Retired Teamsters packed a large hall in Independence on Thursday to hear more and to make their voices heard on pending cuts to their pensions.

“I paid into it for 35 years,” said Jim Schnitz of Kansas City North. He said he’s facing a 52 percent cut – $1,682 a month – starting July 1, and he said if that goes through he’ll lose his house.

“It’s not our fault. We paid into it all the time,” he said. “We thought we were set for life.”

The president of the Missouri-Kansas-Nebraska Conference of Teamsters, Jim Kabell, outlined troubles in the union’s pension fund to a full house at American Legion Post 21. Many wore T-shirts reading, “Stop the rush to pension cuts!”

“My opinion is we have to do some cuts, unpopular as that is to say,” Kabell said, adding that the Central States Pension Fund will be insolvent in 10 years or less without changes. He also took aim at Congress for actions he said made things worse and for not acting on needed solutions, and he urged Teamsters to get active to address that.

“From here on, our effort to our legislators is going to be relentless,” said Dave Scheidt, president of the Missouri-Kansas City Committee to Protect Pensions, which organized Thursday’s event and has more in the works.
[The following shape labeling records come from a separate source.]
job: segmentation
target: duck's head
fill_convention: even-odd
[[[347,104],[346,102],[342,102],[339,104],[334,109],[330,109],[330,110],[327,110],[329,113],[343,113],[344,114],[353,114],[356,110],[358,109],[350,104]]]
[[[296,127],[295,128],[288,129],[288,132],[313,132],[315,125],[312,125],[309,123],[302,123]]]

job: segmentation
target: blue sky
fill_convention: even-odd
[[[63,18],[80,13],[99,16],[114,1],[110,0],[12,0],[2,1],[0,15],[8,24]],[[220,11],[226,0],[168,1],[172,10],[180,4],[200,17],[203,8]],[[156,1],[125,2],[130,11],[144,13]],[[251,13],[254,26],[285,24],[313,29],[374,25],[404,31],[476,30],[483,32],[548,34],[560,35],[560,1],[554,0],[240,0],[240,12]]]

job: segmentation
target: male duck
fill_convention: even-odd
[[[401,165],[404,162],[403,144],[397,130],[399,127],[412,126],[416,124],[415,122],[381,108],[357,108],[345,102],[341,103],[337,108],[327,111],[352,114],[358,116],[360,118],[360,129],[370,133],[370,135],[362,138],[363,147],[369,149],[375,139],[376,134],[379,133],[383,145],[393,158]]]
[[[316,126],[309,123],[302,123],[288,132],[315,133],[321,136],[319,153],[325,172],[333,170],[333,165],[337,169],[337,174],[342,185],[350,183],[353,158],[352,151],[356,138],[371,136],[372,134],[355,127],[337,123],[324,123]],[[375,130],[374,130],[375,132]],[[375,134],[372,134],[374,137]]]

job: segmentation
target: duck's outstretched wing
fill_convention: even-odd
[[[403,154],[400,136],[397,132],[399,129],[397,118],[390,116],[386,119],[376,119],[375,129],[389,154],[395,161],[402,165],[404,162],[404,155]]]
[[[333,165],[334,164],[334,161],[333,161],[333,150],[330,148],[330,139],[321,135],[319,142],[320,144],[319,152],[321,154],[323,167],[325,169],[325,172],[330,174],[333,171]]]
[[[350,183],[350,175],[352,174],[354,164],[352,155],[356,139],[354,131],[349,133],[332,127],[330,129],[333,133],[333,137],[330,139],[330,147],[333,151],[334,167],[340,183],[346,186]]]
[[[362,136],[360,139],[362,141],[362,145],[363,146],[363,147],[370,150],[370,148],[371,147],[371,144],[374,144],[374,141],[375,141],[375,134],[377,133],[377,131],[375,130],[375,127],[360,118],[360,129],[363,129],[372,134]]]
The pension fund covers about 400,000 people across several states – about 60,000 active employees, 210,000 retirees and another 130,000 who are vested in the program but have less than 20 years of service and aren’t drawing benefits. Thirty-five years ago, Kabell said, more than four workers were paying into the fund for every one retiree drawing from it. “So the pension ratio was good,” he said.

Now, that ratio has flipped, and Kabell ran through the decline in Teamsters membership, local by local, across three states. Local 41 in Kansas City, for example, went from 3,726 members at the end of 2000 to 1,622 at the end of 2014. Local 541, constructors in Kansas City, went from 101 to 51. Local 955 in Kansas City fell from 1,598 to 572 as employers such as Interstate Bakeries went away.

Half of the retirees getting pensions, he said, worked for companies that have gone under, and there are hundreds of millions of dollars in unfunded pension liabilities. The single biggest problem, he said, was the deregulation of the trucking industry in the 1970s, ultimately leading to many companies leaving the business.

“Central States was built on the base of freight employers,” he said.

The pension fund is losing money. It has $15.2 billion in reserves, down $1.8 billion in a year, Kabell said. A good stock market helps, but the fund took a $9 billion beating when stocks crashed in 2008. In 2014, Kabell said, the fund paid out $2.8 billion in benefits and workers’ employers paid in just $800 million.

“It’s all math, folks,” he said. “And that simply doesn’t work as things are how.”

The union also is critical of changes to the Employee Retirement Income Security Act, or ERISA, that Congress slipped into a major spending bill at the end of 2014. That allows pension cuts not just to future retirees but to current retirees. The Central States benefit cuts need federal approval this spring to go through.

“I think we have got to have a rescue plan,” he said.

Kabell said Congress got it wrong with ERISA when it didn’t allow pension funds to have rainy day funds when times were good but instead had to spend excess money in the form of ever-rising but unsustainable benefits. He also said the union made some mistakes along the way with generous benefits.

“We’ve got a lot more money going out that what we’ve got coming in,” he said, adding that in his view the fund has 10 years to go, though he said some think it’s more dire than that. That could mean that a 52-year-old Teamster paying in today would see nothing. If the fund becomes insolvent, he said, “at their next contract renewal, they’re going to demand to get out of the fund.”

He urged retirees to contact members of Congress.

“We can make a difference with things that go on,” Kabell said, drawing applause.

He said there are proposals in Congress to put federal money into the fund but that it would come at the expense of getting rid of tax cuts for the wealthiest and that won’t come up for debate in the Republican-controlled Congress. He said repeatedly that he didn’t want to get into a political discussion but did criticize U.S. Sen. Roy Blunt, R-Mo., for not supporting pension changes and said Blunt needs to be voted out of office this fall. He also called on his fellow Teamsters to not be distracted by politicians focused on “God, guns and gays – and abortion,” and he said a worker’s wallet is a moral issue, too.

He got some pushback from those in attendance, and one person yelled out, “It is politics, you knucklehead!”

Kabell said he stood by his comments, and he quoted longtime labor leader Walter Reuther, who said, “There’s a direct relationship between the ballot box and the bread box, and what the union fights for and wins at the bargaining table can be taken away in the legislative halls.”

“That’s never been truer than it is today,” Kabell said.

The retirees plan to keep pressing their case. Next month, they plan an “ERISA funeral procession and eulogy” in Kansas City.